RestrictionMapper Help
RestrictionMapper is a web site that finds restriction endonuclease cleavage sites in DNA sequences. It supports linear and circular DNA and provides several ways to sort and filter output. Also provided is a virtual digest function that simulates a simultaneous digest of your sequence with enzymes of your choice.
RestrictionMapper Directions
In the Conformation box, tell RestrictionMapper whether your DNA is linear or circular.
The Sort By lists let you sort your output 3 levels deep. "Frequency" means sort numerically by number of cuts. "Name" means sort alphabetically by name. "Site_length" means sort numerically by number of unique bases in the recognition sequence. "Overhang" means sort by overhang in this order: blunt, 5', 3'. If you choose 1: frequency, 2: site_length, 3: overhang, your table will first be sorted by number of cuts. Within each cut number (1, 2, etc.) the table will be sorted by site length. Each site length group will in turn be sorted by overhang.
In the Include section, choose what types of restriction enzymes you want in your output. The "NEB Only" option only returns enzymes sold by New England Biolabs.
The overhang check boxes let you filter the output by overhang. For example, to choose only blunt ended sites, uncheck the "5' overhang" and "3' overhang" boxes.
The Maximum Cut Number list lets you filter the output by the number of cut sites. For example, to find only enzymes that linearize your plasmid, select '1' (also don't forget to click 'circular'). To show only noncutters, select '0'.
The Minimum Site Length box lets you filter out enzymes with recognition sites below a certain length.
The Prototypes/All Isoschizomers radio buttons let you filter out isoschizomers.
The Select Enzymes by Name list lets you choose exactly which sites to search for. Control-click to select multiple enzymes. This list overrides all other selection criteria.
Your sequence is pasted into the Paste Sequence Here box.
Make sure that:
- Your sequence is single stranded. RestrictionMapper doesn't support, or
even recognize, double strands, so a double stranded sequence will give
you very strange results.
- There are no non-nucleotide letters in your sequence. Deal with any Ns
and remove the header before pasting. Numbers, spaces and blank lines are
no problem. RestrictionMapper removes these automatically.

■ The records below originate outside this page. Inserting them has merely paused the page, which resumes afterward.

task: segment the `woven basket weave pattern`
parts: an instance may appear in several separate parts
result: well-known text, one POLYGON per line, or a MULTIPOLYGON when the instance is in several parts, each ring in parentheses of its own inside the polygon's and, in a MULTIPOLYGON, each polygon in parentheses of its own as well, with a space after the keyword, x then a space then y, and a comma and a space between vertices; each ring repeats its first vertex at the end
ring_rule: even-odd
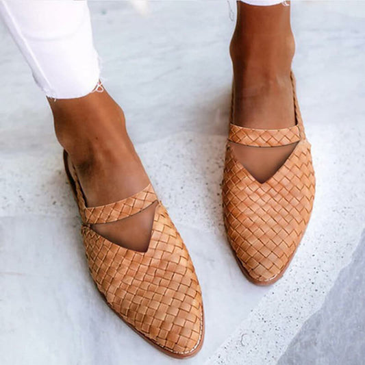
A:
POLYGON ((264 184, 248 173, 227 146, 224 176, 229 242, 253 279, 271 280, 290 260, 310 219, 315 189, 310 144, 300 142, 264 184))
POLYGON ((306 139, 291 73, 296 125, 254 129, 232 123, 229 140, 255 147, 297 143, 290 156, 266 182, 258 182, 227 143, 223 182, 228 240, 244 273, 256 284, 274 282, 287 268, 309 222, 315 193, 310 144, 306 139))
POLYGON ((87 207, 75 168, 65 164, 83 219, 90 272, 108 304, 165 352, 178 357, 195 353, 203 336, 201 288, 188 250, 151 186, 115 203, 87 207), (155 201, 146 252, 125 249, 91 228, 130 216, 155 201))
POLYGON ((82 229, 91 275, 108 303, 137 331, 171 351, 199 343, 201 294, 183 241, 162 205, 146 253, 127 250, 86 226, 82 229))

The Sequence Name box is pretty self explanatory. The name is included in the output so that when you're looking at the printout 2 weeks later, you know what it is. The default name is "Untitled".

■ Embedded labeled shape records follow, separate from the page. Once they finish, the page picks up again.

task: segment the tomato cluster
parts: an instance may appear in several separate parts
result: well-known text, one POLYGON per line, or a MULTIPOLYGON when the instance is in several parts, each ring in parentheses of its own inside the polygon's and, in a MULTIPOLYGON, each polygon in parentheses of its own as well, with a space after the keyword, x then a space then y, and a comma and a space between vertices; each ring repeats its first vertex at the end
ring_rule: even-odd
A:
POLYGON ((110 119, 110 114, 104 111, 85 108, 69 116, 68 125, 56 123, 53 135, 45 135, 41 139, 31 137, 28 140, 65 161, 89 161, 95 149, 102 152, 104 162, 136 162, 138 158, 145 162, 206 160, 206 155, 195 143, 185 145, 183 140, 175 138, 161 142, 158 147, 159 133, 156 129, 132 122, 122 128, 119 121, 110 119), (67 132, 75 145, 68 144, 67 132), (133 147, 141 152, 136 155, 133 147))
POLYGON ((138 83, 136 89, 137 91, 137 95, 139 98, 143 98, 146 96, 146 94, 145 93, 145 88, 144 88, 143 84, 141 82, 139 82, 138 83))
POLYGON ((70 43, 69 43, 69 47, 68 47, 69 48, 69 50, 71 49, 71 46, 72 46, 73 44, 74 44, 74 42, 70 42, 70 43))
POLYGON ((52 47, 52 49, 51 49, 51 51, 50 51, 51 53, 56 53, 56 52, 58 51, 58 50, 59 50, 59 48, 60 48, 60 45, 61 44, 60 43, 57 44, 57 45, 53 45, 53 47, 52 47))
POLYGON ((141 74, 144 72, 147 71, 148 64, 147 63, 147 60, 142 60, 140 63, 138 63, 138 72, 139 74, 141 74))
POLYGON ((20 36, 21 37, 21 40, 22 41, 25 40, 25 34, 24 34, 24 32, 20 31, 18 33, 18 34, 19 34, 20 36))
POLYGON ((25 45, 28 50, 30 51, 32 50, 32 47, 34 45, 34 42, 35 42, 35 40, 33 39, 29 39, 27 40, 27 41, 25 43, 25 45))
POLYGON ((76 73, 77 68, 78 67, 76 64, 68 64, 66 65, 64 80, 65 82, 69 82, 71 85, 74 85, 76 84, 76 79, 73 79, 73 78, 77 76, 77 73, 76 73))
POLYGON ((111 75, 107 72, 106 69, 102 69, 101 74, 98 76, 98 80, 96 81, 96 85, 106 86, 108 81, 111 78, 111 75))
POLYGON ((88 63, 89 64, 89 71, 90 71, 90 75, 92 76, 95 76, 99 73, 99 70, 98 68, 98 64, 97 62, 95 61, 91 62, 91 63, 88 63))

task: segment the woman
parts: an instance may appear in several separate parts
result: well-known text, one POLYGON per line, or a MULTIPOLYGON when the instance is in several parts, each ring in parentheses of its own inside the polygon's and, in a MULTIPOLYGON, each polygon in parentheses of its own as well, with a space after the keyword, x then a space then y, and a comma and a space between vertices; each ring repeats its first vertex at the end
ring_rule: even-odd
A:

Now just click "Map Restriction Sites" and you're all set. RestrictionMapper will return the sequence name, the conformation of your DNA (linear or circular), your enzyme selection criteria, the list of non-cutters, and an enzyme table that looks something like this.
Name | Sequence | Site Length | Overhang | Cut Positions | Frequency |
---|---|---|---|---|---|
PvuI | cgat/cg | 6 | three_prime | 44 | 1 |
DpnI | ga/tc | 4 | blunt | 43 | 1 |
HaeIII | gg/cc | 4 | blunt | 5 | 1 |
BsaJI | c/cnngg | 4 | five_prime | 31, 57 | 2 |
BssKI | /ccngg | 4 | five_prime | 31, 57 | 2 |
Each cut position indicates the base immediately 5' to the cut, e.g. 31 means that the enzyme cuts between nucleotides 31 and 32.
Each link in the Name column leads to the REBASE entry for that enzyme.
For further info about RestrictionMapper, check out the FAQ page. If that doesn't help, or if you have found a problem or a bug, please email Peter Blaiklock at webmaster |AT| restrictionmapper.org.
Virtual Digest Directions
Paste your sequence into the Paste Sequence Here box, select enzymes to digest with from the enzyme list and click Virtual Digest. Note that this function requires enzymes to be selected from the list. You will get a table of digestion products containing, for each product, the sequence, length, starting and ending positions in the original sequence and the 5' and 3' enzymes.
Note: Virtual Digest simulates simultaneous digestion. If your digestion conditions require sequential digestion, do a virtual digest with the first enzyme, then do virtual digests on the resulting fragments with the next enzyme, etc. This will ensure the most accurate picture of your final results.